Office relationships: The different shoes you have to fill
In today’s business world your life is bombarded with constant requirements for your time, energy and mind. Balancing all the varied facets that affect your life can prove to be complex, but it is an absolute necessity. Not doing so can mean the difference between a positive or negative outcome. Everyone has different roles to fill at the office, sometimes all at once; whether it’s the boss, the colleague or the subordinate. How you handle these relationships is like slipping into a different pair of shoes. Sometimes a person has to try many different shoes before they find one pair that fits their personality, business style and budget.
The way a boss should relate to their colleagues and subordinates is to treat them with respect and as partners in the business in which they work.

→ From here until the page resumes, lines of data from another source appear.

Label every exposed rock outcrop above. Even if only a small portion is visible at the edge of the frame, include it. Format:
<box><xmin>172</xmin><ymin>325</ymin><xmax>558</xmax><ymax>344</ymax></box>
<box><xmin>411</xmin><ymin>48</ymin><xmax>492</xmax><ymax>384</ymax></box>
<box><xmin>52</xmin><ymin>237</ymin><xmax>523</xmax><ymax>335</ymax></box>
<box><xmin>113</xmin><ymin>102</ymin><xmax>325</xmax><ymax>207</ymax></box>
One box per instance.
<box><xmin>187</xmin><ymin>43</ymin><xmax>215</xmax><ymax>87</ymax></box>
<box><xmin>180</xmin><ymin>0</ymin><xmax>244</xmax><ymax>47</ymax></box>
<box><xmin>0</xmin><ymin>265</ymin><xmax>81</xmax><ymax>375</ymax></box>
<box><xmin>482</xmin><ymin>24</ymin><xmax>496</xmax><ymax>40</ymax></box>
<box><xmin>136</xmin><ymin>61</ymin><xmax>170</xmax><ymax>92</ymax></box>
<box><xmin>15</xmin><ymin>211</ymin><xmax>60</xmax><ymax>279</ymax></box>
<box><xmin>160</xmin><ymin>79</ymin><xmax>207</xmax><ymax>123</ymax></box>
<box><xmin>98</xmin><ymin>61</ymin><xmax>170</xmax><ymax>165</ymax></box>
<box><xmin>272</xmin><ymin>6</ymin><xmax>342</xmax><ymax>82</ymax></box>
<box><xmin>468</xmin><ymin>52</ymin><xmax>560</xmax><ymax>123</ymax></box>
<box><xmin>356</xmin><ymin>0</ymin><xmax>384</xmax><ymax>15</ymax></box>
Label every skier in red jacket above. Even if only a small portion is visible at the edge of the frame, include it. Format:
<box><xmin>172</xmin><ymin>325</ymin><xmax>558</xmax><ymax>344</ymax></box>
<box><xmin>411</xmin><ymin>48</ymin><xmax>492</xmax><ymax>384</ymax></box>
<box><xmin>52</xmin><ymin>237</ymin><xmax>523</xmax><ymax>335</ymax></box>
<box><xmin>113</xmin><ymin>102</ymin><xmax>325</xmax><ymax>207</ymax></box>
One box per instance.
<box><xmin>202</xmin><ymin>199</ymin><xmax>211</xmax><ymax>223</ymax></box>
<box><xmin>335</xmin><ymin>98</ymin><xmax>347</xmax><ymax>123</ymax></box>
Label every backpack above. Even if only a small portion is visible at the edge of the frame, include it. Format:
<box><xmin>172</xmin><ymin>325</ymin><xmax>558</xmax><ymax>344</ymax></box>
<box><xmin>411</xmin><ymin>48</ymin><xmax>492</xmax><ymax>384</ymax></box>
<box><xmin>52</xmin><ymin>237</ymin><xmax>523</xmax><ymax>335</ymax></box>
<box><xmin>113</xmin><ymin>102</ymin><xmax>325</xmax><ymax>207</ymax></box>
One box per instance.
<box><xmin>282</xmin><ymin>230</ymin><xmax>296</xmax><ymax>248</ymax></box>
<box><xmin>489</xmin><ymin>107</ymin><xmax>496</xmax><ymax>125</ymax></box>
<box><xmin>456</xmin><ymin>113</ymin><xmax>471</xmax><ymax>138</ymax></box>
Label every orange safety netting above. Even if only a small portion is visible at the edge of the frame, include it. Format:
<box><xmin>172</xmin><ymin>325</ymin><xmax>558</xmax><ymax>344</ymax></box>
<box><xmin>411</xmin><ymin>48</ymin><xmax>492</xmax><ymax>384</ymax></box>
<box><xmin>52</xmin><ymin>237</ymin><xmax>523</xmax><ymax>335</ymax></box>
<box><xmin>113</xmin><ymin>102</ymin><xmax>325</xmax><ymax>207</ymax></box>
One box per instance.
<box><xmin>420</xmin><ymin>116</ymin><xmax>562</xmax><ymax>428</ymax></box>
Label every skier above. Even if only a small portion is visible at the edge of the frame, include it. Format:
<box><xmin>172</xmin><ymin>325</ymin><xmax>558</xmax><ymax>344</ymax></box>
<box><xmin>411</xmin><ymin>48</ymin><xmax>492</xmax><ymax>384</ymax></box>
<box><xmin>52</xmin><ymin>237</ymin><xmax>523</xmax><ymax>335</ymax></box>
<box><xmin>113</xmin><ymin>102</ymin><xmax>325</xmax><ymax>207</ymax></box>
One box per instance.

Employees perform better if they have a vested interest in the company, are respected, and feel as if they make a difference. Your management style can be that of the authoritarian; but that won’t earn you the loyalty and respect of your subordinates. That’s compliance out of fear! Regardless of your position in your organization, there is always someone above you.
Motivate your staff to get involved via a model of mutual respect and collaboration, not a, “My shoes are bigger than your shoes” attitude. That’s ego, which is temporary and accomplishes nothing permanent. Learn how to speak to others in a non-condescending manner. Be attentive and ask questions. Thank your colleagues and subordinates regularly, and encourage them to research and explore their own ideas. Make a concerted effort to engage your employees on a regular basis and reward their successes. You never know when someone will get promoted, either above you, or along with you. Be a boss you would want to have.
Similarly, respect your coworkers – strive to get along, don’t blur too much the line between coworkers and friends. Respect is the key! Have respect for your boss and your coworkers, but also have respect for yourself – champion your work, but don’t be afraid or angered by constructive criticism; use it to make positive changes and improvements. Don’t give into temptation to gossip about your boss, or your coworkers. No one likes the office gossip. Those words will come back to haunt you.
Every level of employment is an integral part of that company’s success. Knowing the different personalities and how they function can help you to succeed; set yourself and your organization up for success by recognizing everyone’s individual personality traits and place them in positions where they will thrive. Look for qualities in others that you admire and emulate them. Companies lose millions of dollars a year in employee illnesses or sub-par work, a major setback, likely because many employees feel no allegiance to the team, or feel as if they are not a pivotal cog in the organization. Brainstorm ways that the company can get more participation via inspiration, and move others to work as an integral unit for the betterment of the whole by moving towards wellness. Come up with strategies to motivate and inspire your office by decreasing stress and anxiety. Ask them what they want.